Farklı hesaplar ve farklı oyunlar hem Rusya hem de Amerika Türkiye’nin Kürtlere dönük açtığı bu işgal savaşına en azından bir dereceye kadar izin vermiştir. Alınan bu icazet ile tüm dünyanın gözü önünde her türlü kirli teknik kullanılarak gerçekleştirilen bu saldırılarda, savaşa dair hiçbir ahlaki ve hukuki kural gözetilmemektedir. Sivil yerleşim yerlerine yönelik bombardımanlarda aralarında bebeklerin ve çocukların da olduğu siviller katledilmekte; gazeteciler, sivil siyasetçiler yollarını kesen çeteler tarafından infaz edilmektedir.
Ama Kürtlerin işgale karşı gösterdiği tarihsel direniş, tıpkı yirmi yıl önce olduğu gibi, bir kez daha oyunları bozmakta, komploları boşa çıkarmaktadır. Operasyon sahasının her noktasında gösterilen tarihsel direniş, bir kez daha herkese Kürtlerin Suriye siyasetinde askeri ve politik olarak göz ardı edilemeyecek bir güç olduğunun ettirmiştir. Aslolanın maalesef sadece haklılık değil ama aynı zamanda güç olduğu uluslararası düzlemde neredeyse tüm ülkelerin Türkiye’nin bu işgal girişimine karşı tutum almasını sağlayan, bu tarihsel ve haklı direniştir.

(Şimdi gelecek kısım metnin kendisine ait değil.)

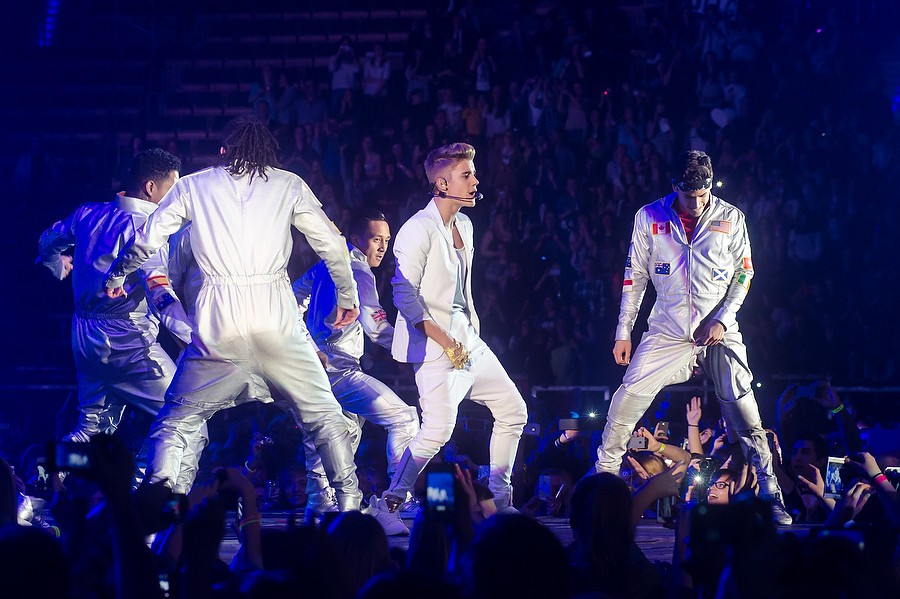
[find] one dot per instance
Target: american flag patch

Aynı şekilde Kürt direnişinin işgali durdurması, Kürtler ile Suriye rejimi arasında askeri bir anlaşma yapılmasının da yolunu açmıştır. Bu son hamle ile onlarca yıldır süren direnişte billurlaşmış Kürt aklı kıvraklığı ve esnekliği ile iktidarı bir yıl içinde ikinci kez şaşkına çevirmiştir. İlk yenilgilerini telafi etmek, artık gerilemeden dağılma aşamasına geçmiş iktidarlarının ömrünü uzatmak ama en çok da kendilerine bu yenilgiyi yaşatan Kürtlerden intikam almak için girişilen bu hamleleri de bırakın amacına ulaşmayı sadece askeri değil ama aynı zamanda ekonomik, siyasi ve diplomatik açılardan da her geçen gün büyük bir hezimete doğru adım adım gitmektedir.

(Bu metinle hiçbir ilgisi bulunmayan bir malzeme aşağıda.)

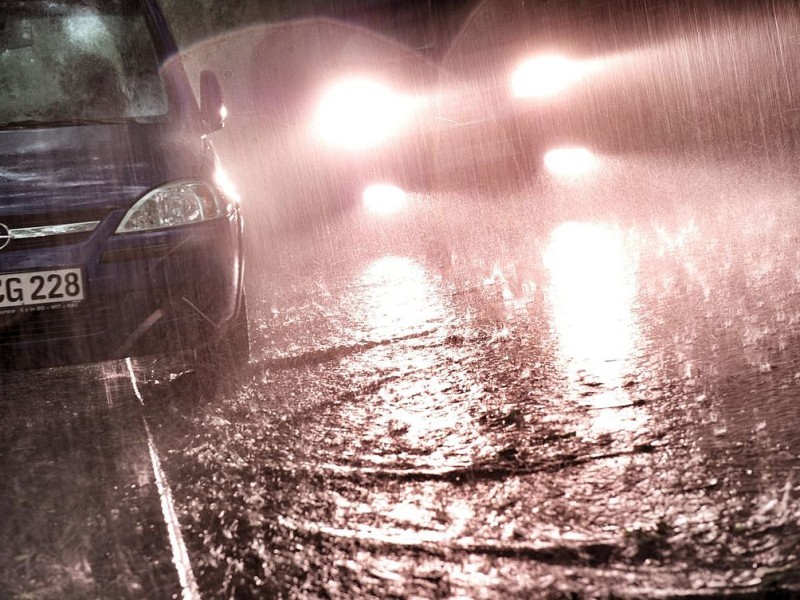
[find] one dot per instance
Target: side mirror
(212, 109)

Saldırılar ne kadar büyük olursa olsun, ödenen bedeler ne kadar ağır olursa olsun şurası artık kesinlikle ortaya çıkmıştır ki Kürtlere dönük bu uluslararası komplo da tıpkı yirmi yıl önce olduğu gibi tarihsel bir direnişle boşa çıkartılmıştır. Kürtler, Rojava Devrimi’nin onlar için ne ifade ettiğini bilen bölge halklarıyla beraber, bu işgal saldırısını hem sahadaki direnişleriyle hem de masadaki diplomatik akıllarıyla şaşkına çevirmişlerdir. Kürt annesini görmesin diye yola çıkanların günü sonunda ne göreceği artık yavaş yavaş ortaya çıkmakta, işgalcilerin ve sömürgecilerin ödeyeceği hesap her geçen gün kabarmaktadır.
Ama kesin olan Kürt’ün annesini göreceğidir ve bunun için çok fazla da beklemesine gerek kalmayacaktır.